Crystal Growth Furnaces
In Czochralski, Bridgman, and other crystal growth methods for semiconductor substrates, structural C/C components support crucibles and thermal baffles. Dehong supplies dedicated components for crystal growth furnace applications.
Compound Semiconductor Synthesis
GaAs, GaP, InP, and other III-V compound semiconductors are synthesized in high-pressure furnaces where carbon purity is a critical process variable. C/C boat supports are used in synthesis furnace environments for their chemical inertness and structural reliability.

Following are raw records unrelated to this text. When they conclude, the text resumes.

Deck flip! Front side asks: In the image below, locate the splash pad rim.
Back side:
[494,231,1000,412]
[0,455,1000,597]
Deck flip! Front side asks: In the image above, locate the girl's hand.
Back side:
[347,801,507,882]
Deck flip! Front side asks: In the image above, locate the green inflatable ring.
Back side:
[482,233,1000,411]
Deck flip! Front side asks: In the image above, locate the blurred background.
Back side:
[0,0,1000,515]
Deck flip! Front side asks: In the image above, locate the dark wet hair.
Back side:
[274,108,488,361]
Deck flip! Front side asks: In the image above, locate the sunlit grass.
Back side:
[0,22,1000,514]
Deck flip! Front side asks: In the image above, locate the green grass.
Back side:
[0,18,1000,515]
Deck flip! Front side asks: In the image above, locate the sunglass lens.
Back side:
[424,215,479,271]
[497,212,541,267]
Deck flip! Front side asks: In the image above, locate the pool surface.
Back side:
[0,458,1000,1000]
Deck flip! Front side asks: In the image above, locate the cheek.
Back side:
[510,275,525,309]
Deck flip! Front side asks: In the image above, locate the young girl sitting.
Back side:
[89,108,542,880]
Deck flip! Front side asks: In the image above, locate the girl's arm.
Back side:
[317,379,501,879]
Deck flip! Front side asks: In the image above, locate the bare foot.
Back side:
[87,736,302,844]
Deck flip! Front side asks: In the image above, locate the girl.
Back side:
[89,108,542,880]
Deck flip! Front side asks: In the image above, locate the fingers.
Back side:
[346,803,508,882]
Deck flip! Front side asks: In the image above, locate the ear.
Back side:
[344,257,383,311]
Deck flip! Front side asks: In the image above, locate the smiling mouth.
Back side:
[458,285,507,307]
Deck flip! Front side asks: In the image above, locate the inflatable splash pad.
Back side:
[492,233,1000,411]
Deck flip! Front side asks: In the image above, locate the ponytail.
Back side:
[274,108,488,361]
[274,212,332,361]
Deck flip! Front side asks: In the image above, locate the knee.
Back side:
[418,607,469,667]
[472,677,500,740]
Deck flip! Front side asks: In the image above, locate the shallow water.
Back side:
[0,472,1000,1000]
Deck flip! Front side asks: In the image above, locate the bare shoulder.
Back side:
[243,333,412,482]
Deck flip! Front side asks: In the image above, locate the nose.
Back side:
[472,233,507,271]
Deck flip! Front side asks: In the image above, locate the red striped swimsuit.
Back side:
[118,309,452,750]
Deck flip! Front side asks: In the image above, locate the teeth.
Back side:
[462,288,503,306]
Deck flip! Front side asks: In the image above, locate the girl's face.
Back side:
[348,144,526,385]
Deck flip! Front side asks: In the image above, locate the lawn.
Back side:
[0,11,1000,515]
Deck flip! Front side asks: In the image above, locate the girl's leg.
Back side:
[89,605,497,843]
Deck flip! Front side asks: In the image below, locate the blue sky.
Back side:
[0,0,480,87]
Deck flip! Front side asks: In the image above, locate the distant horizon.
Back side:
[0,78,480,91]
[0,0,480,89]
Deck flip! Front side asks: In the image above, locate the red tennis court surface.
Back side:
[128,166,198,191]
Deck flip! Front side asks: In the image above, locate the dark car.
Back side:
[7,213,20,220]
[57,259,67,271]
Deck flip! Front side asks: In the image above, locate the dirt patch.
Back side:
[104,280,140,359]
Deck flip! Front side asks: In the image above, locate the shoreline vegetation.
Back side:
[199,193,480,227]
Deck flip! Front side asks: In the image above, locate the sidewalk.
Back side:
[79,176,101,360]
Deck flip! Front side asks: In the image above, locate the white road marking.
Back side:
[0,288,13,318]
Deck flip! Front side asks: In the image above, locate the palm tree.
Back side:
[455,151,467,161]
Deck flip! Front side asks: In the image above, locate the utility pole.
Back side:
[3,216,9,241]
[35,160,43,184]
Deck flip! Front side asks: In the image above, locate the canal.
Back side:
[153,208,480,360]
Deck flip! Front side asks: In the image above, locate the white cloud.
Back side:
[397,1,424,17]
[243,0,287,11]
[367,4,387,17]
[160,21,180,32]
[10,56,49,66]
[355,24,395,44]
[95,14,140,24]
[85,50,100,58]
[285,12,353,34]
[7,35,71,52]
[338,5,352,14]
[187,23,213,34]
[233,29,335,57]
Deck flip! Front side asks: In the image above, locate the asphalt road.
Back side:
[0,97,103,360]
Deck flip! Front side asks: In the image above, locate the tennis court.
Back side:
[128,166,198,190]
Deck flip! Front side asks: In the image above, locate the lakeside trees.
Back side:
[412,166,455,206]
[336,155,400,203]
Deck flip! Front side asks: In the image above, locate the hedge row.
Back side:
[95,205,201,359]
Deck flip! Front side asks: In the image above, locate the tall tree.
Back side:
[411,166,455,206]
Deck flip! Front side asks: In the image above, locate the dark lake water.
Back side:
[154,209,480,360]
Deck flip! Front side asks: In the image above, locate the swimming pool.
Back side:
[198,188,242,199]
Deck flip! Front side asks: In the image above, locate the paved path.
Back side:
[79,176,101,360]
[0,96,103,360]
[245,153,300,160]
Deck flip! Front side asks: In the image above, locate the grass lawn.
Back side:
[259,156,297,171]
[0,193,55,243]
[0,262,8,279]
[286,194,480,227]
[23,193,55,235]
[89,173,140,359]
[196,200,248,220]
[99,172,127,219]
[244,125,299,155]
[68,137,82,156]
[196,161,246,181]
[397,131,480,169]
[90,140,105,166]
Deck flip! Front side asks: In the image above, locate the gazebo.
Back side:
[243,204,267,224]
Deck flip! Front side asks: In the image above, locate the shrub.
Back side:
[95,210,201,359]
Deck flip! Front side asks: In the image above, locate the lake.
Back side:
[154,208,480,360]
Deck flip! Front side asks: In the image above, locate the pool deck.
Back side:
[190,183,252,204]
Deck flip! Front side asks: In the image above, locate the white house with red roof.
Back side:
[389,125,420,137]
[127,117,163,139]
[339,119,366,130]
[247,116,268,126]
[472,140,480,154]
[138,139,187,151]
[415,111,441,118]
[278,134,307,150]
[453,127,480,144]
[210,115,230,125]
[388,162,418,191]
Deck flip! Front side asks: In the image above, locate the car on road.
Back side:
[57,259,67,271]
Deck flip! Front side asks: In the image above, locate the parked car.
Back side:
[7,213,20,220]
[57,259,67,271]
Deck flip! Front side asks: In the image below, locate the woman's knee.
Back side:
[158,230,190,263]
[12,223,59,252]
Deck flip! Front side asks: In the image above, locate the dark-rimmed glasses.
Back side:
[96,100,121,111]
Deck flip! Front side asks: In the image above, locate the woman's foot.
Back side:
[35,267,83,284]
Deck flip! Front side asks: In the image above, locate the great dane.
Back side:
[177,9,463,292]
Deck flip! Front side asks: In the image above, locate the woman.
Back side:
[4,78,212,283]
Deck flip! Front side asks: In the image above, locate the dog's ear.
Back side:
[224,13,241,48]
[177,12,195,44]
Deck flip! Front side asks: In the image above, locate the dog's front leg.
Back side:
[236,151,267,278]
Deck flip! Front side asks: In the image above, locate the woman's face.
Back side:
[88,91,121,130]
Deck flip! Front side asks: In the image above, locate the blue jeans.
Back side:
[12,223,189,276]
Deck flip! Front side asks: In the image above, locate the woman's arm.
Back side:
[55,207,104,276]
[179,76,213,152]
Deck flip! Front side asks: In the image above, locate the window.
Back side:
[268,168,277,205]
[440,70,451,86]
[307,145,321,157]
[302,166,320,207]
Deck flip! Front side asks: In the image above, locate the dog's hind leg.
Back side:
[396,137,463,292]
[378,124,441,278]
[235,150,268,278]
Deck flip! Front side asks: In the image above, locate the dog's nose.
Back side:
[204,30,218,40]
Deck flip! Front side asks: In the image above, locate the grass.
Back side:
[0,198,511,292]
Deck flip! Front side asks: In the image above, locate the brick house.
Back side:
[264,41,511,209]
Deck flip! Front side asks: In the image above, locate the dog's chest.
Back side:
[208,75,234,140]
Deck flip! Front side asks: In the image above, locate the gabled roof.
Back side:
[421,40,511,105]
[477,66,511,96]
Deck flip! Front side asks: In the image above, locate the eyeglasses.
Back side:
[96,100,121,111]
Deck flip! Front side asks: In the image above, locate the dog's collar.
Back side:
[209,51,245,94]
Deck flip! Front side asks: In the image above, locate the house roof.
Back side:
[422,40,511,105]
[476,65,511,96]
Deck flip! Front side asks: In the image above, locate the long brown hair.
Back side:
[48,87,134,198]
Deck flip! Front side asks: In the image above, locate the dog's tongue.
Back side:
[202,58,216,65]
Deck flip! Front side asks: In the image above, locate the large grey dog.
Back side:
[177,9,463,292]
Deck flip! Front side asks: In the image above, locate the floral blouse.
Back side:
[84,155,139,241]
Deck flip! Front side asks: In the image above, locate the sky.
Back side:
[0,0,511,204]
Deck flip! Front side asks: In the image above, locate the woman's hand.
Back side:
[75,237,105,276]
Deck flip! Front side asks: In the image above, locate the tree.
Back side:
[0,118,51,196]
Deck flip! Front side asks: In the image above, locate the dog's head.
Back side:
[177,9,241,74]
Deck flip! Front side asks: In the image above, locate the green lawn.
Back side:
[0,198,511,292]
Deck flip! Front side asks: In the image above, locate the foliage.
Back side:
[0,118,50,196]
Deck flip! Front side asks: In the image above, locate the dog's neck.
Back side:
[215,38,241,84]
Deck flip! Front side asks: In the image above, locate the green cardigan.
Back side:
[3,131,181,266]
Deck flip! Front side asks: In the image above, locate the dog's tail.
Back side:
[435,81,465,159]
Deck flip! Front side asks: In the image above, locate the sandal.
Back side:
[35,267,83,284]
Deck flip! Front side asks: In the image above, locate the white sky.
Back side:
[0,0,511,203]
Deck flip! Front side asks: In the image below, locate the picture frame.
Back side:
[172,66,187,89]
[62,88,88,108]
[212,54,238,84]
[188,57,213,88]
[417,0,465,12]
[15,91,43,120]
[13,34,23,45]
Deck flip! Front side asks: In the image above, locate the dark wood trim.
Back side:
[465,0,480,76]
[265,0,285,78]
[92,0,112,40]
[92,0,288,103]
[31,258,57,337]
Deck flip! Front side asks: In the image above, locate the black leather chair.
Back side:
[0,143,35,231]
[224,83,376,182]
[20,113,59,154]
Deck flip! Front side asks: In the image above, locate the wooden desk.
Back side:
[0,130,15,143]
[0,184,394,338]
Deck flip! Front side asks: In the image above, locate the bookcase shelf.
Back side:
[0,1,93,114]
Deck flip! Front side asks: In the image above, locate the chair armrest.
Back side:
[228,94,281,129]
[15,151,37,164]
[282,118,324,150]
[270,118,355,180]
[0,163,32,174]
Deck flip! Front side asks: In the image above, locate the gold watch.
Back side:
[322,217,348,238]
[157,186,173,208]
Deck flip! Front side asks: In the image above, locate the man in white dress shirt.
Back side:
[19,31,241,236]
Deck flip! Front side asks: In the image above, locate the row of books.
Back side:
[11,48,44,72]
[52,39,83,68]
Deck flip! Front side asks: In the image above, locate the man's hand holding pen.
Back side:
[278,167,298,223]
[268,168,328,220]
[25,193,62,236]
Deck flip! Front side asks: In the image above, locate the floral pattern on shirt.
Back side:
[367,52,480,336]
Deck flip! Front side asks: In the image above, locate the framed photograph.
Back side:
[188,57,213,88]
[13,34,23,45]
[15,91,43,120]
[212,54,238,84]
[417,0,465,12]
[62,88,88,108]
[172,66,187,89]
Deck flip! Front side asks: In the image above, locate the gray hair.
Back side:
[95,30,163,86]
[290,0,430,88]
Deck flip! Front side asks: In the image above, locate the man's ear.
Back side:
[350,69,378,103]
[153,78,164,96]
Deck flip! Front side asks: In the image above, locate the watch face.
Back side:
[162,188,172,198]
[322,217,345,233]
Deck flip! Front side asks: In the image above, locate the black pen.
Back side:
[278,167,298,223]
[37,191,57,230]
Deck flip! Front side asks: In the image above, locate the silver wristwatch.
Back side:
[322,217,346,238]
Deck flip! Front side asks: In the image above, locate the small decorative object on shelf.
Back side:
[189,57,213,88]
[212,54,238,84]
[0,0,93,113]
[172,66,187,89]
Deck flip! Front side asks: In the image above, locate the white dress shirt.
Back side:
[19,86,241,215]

07. Technical Comparison: C/C Composite vs. Competing Materials
08. Installation, Operation & Maintenance Best Practices
8.1 Initial Installation
Ensure the boat support is aligned with the furnace tube center axis before loading. For tube furnaces, the support should rest on the tube's lower interior surface without rocking — confirm contact stability with a straight-edge check at ambient temperature before the first thermal cycle. Verify that the support length matches the furnace tube active zone length, with adequate clearance at the inlet and outlet for thermal expansion (account for approximately 2–3 mm/m of in-plane expansion for C/C).
8.2 Loading Protocols
- Do not exceed the maximum recommended boat load per support — check with Dehong's engineering team based on your specific bending span and operating temperature
- Distribute load evenly across the support length; avoid point loading at unsupported midspans
- When using boat supports stacked in multi-level configurations, ensure the lower supports are rated for the cumulative load of all upper levels
- Avoid sliding or dragging boats across the support surface — use lift-and-place procedures to protect the coating
8.3 Thermal Cycling Guidelines
- Ramp rates: For most applications, heating ramp rates below 10 °C/min are safe. For processes requiring faster ramps (>20 °C/min), consult Dehong to confirm the coating system is rated for the thermal gradient
- Cooling: Allow natural furnace cool-down under vacuum or inert purge. Avoid rapid introduction of cool gas if the support is above 800 °C — this creates the largest thermal gradients and highest risk of coating delamination
- First-use bake-out: Run a slow ramp to 400–500 °C under vacuum before the first production cycle to outgas residual surface species and verify coating integrity
8.4 Inspection and Service Life
Visually inspect the boat support after every 50–100 thermal cycles for coating spallation, visible cracks, or dimensional distortion (use a calibrated straight edge). Replace the support if bending deflection under nominal load exceeds 0.5% of the span length, or if visible oxidation damage (gray or white discoloration at cracks or edges) appears. Dehong's quality inspection methodology documentation is available for reference in establishing incoming inspection acceptance criteria.